Sacramento is one of the few stops on the tour to host a three-day event, a show of confidence that appears to be paying off.
“Sacramento has always been a great tour stop for us,” Casey Lane, PBR’s senior vice-president of partnership and marketing, says during the first night of the Golden 1 Center run. “It’s the right kind of market for PBR, a mix of urban-suburban, but close-enough-to drive-country. It’s a super educated and passionate audience for us. That was true at Arco Arena and is true in the new building.”
Those demographics fit well into the long-term plans of the Golden 1 Center, says Vivek Ranadivé, owner and chairman of the Sacramento Kings.
“Events like PBR, Monster Jam and family shows, combined with Kings basketball and world-class concerts, reflect the taste of our community — reaching across all genres — and igniting a new sense of culture and entertainment for the region and beyond,” Ranadivé said in a recent statement after the local arena was named by industry magazine Pollstar as the 15th busiest venue in the nation.

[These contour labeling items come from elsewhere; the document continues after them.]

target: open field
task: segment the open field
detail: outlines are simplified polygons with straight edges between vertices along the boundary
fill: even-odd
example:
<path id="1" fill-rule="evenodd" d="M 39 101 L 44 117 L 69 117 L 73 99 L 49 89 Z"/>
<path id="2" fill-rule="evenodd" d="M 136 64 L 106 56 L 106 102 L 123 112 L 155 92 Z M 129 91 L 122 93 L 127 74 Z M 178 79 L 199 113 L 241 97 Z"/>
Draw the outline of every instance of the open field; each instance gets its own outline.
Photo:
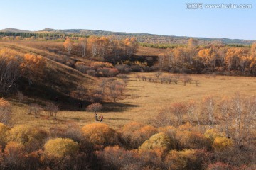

Started by 20 pro circuit riders in 1992 who put up $1,000 each, the PBR was purchased by media giant William Morris in 2015 and has a long-term TV contract with CBS and its affiliated sports networks. The tour will stage 17 major events in 15 states during the first half of 2018, with each event featuring the top 35 riders in the world, competing for a portion of $11 million in prize money.